Written by Janet Kamien

I had come to the museum very serendipitously. I had recently finished an undergraduate degree in theater as an acting major at Boston University's (BU) School of the Arts. A fine area of study in college, but I found that the last thing on earth I wanted to do upon graduating was to follow my friends to fourth—floor walk—ups on New York's Lower East Side and spend my days endlessly auditioning. Besides that, I was stone cold broke. Instead, I took a job at the Fernald School, a state institution for people with developmental delays. It was not a school at all, but a vast residential facility. I learned an enormous amount from this experience but it was often more depressing than the by—passed New York fourth floor walk—up. In fact the whole state system was challenged and dismantled a few years later.

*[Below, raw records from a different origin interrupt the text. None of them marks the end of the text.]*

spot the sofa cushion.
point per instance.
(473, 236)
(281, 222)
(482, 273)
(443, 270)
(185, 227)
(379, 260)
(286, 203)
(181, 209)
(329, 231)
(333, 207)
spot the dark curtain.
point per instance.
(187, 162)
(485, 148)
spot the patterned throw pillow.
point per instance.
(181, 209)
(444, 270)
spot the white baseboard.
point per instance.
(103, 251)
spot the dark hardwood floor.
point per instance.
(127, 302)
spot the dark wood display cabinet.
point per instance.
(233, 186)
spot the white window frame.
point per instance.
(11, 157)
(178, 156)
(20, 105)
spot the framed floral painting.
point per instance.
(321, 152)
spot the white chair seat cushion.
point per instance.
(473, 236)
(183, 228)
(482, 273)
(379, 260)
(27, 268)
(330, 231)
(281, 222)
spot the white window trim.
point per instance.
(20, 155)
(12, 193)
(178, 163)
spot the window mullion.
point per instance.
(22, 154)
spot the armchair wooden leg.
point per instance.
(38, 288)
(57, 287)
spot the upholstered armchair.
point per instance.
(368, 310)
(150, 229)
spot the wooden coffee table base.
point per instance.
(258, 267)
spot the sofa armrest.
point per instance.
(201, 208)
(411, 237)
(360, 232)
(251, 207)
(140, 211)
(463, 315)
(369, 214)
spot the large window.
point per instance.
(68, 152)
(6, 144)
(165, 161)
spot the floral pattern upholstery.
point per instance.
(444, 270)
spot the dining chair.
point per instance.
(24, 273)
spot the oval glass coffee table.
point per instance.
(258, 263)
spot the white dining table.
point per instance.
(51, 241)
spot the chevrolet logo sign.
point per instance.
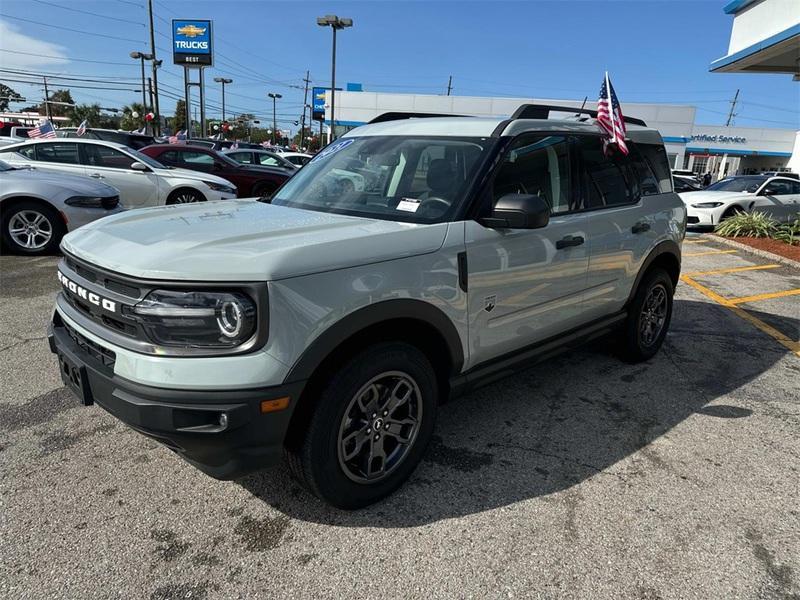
(191, 30)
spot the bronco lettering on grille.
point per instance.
(85, 294)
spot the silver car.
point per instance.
(37, 208)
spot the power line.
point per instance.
(62, 28)
(70, 59)
(86, 12)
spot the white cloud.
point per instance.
(38, 53)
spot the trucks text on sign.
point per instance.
(191, 42)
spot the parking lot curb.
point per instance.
(762, 253)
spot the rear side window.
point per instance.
(57, 152)
(656, 158)
(605, 180)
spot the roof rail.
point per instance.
(542, 111)
(398, 116)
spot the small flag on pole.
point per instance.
(609, 116)
(44, 129)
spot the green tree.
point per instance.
(7, 95)
(129, 122)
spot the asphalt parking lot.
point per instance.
(582, 477)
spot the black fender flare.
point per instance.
(664, 247)
(361, 319)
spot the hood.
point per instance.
(243, 240)
(712, 196)
(72, 183)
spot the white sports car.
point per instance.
(777, 196)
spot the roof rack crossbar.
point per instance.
(398, 115)
(542, 111)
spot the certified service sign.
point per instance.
(191, 43)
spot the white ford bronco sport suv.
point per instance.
(329, 323)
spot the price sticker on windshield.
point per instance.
(408, 204)
(333, 149)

In the spring of 1972, as an antidote to my draining Fernald experience, I took a three—month interpreter job (for $25 a week—not enough to live on even then!) at The Children's Museum while I planned the rest of my life: first I would do summer stock in Minnesota and then in the fall take a costume shop job at Trinity Square Theater in Providence Rhode Island and then begin to audition for acting roles.

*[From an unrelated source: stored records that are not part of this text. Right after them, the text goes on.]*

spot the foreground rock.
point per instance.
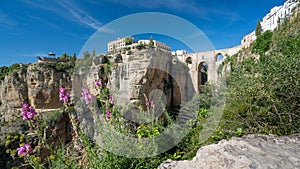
(248, 152)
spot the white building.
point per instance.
(118, 44)
(157, 45)
(272, 20)
(179, 52)
(277, 15)
(248, 39)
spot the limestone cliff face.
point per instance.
(153, 73)
(37, 82)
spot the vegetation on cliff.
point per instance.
(264, 84)
(263, 93)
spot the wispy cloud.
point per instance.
(79, 15)
(67, 10)
(202, 9)
(35, 54)
(6, 21)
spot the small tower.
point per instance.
(51, 54)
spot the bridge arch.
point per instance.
(219, 56)
(202, 74)
(189, 60)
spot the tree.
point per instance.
(258, 29)
(151, 43)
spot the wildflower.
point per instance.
(111, 99)
(27, 112)
(88, 97)
(25, 150)
(64, 95)
(98, 83)
(108, 114)
(148, 104)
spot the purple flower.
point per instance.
(88, 97)
(108, 114)
(25, 150)
(27, 112)
(148, 104)
(98, 83)
(111, 99)
(64, 95)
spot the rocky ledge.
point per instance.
(247, 152)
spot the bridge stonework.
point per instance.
(195, 60)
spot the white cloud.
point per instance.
(68, 10)
(80, 16)
(6, 21)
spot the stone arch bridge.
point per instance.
(203, 65)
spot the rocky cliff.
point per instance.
(148, 72)
(38, 83)
(248, 152)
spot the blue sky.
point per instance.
(30, 28)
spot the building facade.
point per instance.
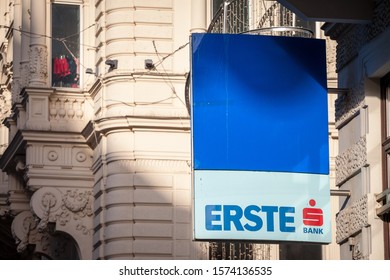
(95, 134)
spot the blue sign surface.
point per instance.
(259, 103)
(260, 138)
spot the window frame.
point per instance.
(385, 127)
(79, 4)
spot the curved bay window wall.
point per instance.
(65, 45)
(261, 17)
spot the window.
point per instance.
(385, 97)
(216, 5)
(65, 45)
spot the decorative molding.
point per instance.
(137, 165)
(348, 104)
(24, 230)
(351, 220)
(331, 58)
(38, 65)
(351, 161)
(66, 208)
(351, 37)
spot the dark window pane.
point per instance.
(65, 45)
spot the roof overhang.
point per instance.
(343, 11)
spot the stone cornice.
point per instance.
(23, 137)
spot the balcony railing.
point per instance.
(262, 17)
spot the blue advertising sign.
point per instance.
(260, 138)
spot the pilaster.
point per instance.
(38, 49)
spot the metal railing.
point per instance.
(260, 17)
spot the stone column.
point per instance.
(25, 45)
(17, 50)
(38, 48)
(198, 16)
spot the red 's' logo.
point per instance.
(313, 216)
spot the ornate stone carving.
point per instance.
(348, 104)
(5, 104)
(331, 58)
(52, 205)
(351, 38)
(66, 108)
(24, 230)
(52, 155)
(351, 161)
(352, 219)
(38, 65)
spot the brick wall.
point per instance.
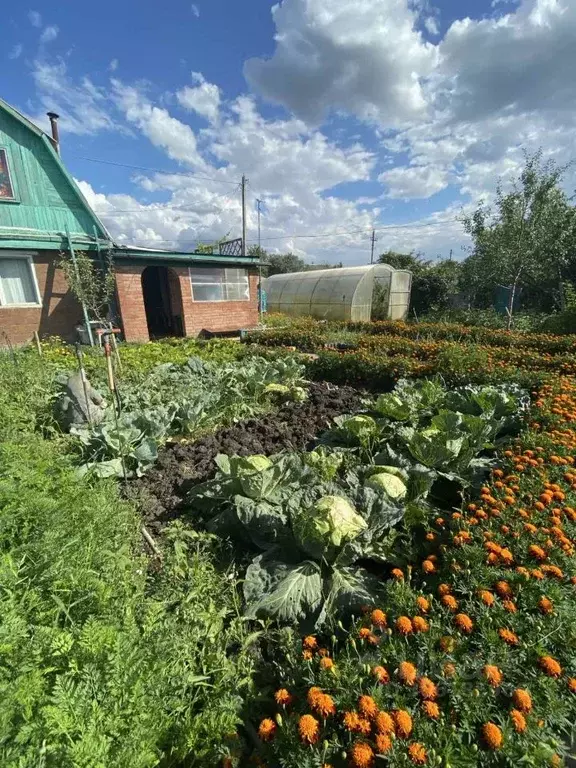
(131, 302)
(197, 316)
(59, 314)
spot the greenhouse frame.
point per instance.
(344, 293)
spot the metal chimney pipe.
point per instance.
(53, 117)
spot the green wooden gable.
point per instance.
(39, 200)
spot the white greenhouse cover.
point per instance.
(344, 293)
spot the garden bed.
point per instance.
(161, 491)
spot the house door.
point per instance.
(162, 302)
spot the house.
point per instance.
(158, 293)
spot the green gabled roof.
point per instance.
(50, 146)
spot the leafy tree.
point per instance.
(91, 283)
(432, 284)
(526, 242)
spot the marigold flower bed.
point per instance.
(470, 658)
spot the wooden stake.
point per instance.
(37, 342)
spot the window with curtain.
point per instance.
(6, 188)
(17, 284)
(219, 284)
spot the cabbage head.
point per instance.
(388, 482)
(330, 523)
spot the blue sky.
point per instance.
(344, 114)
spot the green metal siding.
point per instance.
(48, 200)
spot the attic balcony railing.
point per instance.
(224, 248)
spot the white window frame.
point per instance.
(15, 198)
(223, 283)
(10, 256)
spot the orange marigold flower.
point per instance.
(367, 706)
(420, 624)
(431, 709)
(545, 605)
(267, 729)
(447, 643)
(537, 552)
(383, 743)
(492, 674)
(464, 623)
(407, 672)
(404, 625)
(351, 720)
(381, 674)
(403, 723)
(417, 753)
(427, 689)
(450, 602)
(550, 666)
(486, 597)
(503, 589)
(309, 729)
(492, 735)
(423, 604)
(522, 700)
(378, 618)
(324, 705)
(283, 697)
(362, 755)
(313, 694)
(518, 720)
(384, 723)
(509, 637)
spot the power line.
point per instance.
(152, 170)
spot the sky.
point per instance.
(344, 115)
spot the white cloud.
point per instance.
(431, 25)
(413, 182)
(204, 98)
(16, 51)
(49, 34)
(35, 19)
(365, 57)
(164, 131)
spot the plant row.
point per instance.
(467, 658)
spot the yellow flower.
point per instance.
(492, 735)
(267, 729)
(417, 753)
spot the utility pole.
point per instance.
(258, 204)
(260, 307)
(373, 243)
(243, 215)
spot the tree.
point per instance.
(526, 242)
(432, 284)
(91, 283)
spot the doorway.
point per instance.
(162, 302)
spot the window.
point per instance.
(6, 188)
(18, 282)
(218, 284)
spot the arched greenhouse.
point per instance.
(345, 293)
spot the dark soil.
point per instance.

But by the summer of 1972, they needed a manager at the museum and they already knew me. Not only was I completing the three—month internship, but I had previously come to "see kids" there on the instruction of a teacher at BU and later, as a stage manager, I had made repeated visits to try to get a kids' show mounted at the museum. So, when I finished the internship, they asked me to stay. I said no, I had plans. Also, I had no earthly idea about how to be an administrator in a museum, or even why I would want to. Elaine, however, could be very persuasive: "Don't worry, we'll teach you." As it turned out, that was our answer to everything.